His father says it, quiet and businesslike. Jack had always privately thought of it as his press-conference voice; completely neutral so as to in no way betray his true feelings on a subject.

“Who’s ‘Bitty’?” he asks. “Is that a teammate?”

Jack blanks. “I - don’t know anyone named Bitty. Who is that?”

His mother smiles softly and reaches out, rests one of her small hands on top of his much larger ones. “We love you no matter what, Jack, but the nurses found your soulmate mark. Why didn’t you tell us?”

“I - what? I don’t have a soulmate mark,” Jack says. 

His parents share a look that Jack can’t decipher and it frustrates him. “You do now,” Bob tells him.

“Do you know anyone with that name?” Alicia asks, still in that soft and placating way. Jack was beginning to hate that tone of voice.

“If I did, I’d tell you,” he says, almost angrily, and then he regrets it. “No,” he repeats, more quietly this time. “No I don’t.”

Alicia pushes herself up so she can smooth back his hair and press her lips against his forehead. “Okay, darling.”

 

Eric wakes up on a February morning and finds the name ‘Jack’ penned carefully but still a little messily on his side.

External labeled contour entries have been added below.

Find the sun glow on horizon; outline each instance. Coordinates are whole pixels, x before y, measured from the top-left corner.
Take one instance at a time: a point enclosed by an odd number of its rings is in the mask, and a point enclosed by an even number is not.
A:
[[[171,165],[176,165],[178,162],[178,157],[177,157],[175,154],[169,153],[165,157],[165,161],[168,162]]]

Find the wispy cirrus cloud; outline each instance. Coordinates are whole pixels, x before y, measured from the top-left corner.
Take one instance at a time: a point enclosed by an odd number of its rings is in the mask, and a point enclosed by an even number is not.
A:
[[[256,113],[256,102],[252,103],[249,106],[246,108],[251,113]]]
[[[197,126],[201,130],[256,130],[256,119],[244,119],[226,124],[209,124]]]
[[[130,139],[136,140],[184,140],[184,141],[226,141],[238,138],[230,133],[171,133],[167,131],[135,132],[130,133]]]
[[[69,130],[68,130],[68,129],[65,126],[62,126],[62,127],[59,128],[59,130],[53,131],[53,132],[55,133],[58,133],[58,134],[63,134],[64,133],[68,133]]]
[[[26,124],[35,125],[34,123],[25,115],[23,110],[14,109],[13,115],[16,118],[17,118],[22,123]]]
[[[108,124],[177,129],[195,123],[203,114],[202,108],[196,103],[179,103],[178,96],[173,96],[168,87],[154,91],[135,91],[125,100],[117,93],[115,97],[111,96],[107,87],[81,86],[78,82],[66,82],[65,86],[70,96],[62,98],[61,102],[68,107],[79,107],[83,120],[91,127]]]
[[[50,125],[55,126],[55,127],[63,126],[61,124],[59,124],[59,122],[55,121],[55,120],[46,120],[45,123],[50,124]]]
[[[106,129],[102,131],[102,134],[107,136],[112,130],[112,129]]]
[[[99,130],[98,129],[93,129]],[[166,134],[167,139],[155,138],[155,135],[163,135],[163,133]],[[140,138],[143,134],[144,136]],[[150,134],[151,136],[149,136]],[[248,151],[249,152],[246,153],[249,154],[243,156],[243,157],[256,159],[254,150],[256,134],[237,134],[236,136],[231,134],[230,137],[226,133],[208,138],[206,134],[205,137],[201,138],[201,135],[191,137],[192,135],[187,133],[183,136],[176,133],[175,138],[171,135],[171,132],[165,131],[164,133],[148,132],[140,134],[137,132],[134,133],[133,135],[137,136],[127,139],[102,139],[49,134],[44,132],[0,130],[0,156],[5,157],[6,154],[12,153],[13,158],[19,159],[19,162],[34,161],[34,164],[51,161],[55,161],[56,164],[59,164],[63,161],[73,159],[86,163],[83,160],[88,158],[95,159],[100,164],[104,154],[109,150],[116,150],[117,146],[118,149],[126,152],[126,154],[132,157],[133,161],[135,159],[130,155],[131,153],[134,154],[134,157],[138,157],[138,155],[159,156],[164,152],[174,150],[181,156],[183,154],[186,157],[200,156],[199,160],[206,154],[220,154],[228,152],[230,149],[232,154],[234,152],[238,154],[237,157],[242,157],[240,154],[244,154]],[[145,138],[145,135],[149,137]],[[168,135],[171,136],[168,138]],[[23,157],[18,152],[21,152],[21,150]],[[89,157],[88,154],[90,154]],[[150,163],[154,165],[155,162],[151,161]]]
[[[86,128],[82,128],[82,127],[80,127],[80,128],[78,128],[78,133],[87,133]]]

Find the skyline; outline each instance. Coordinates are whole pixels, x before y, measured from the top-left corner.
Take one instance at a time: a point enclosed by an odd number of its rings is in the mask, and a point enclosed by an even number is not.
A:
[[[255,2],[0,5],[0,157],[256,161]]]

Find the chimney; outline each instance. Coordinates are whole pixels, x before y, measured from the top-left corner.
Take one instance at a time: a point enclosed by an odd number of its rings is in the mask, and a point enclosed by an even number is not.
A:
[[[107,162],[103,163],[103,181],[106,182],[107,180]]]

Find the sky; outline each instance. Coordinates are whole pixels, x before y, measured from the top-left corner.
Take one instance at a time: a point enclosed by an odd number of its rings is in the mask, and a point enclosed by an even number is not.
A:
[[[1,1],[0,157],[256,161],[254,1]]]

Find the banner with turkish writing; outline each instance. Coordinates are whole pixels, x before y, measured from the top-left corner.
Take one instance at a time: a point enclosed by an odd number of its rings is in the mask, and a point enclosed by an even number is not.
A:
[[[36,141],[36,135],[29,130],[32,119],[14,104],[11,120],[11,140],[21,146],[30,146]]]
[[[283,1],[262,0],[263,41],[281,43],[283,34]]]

To say that he freaks out would be an understatement. The thought had occurred to him - that he might be… like that - but he’d been trying very hard not to think about it. This made it hard to ignore.

So he puts on his shirt and goes to school and no one notices that anything is different.

 

By twelfth grade most people have their names. Usually, it’s spurred on by sending an application to a certain school, or receiving an acceptance, or joining the military. 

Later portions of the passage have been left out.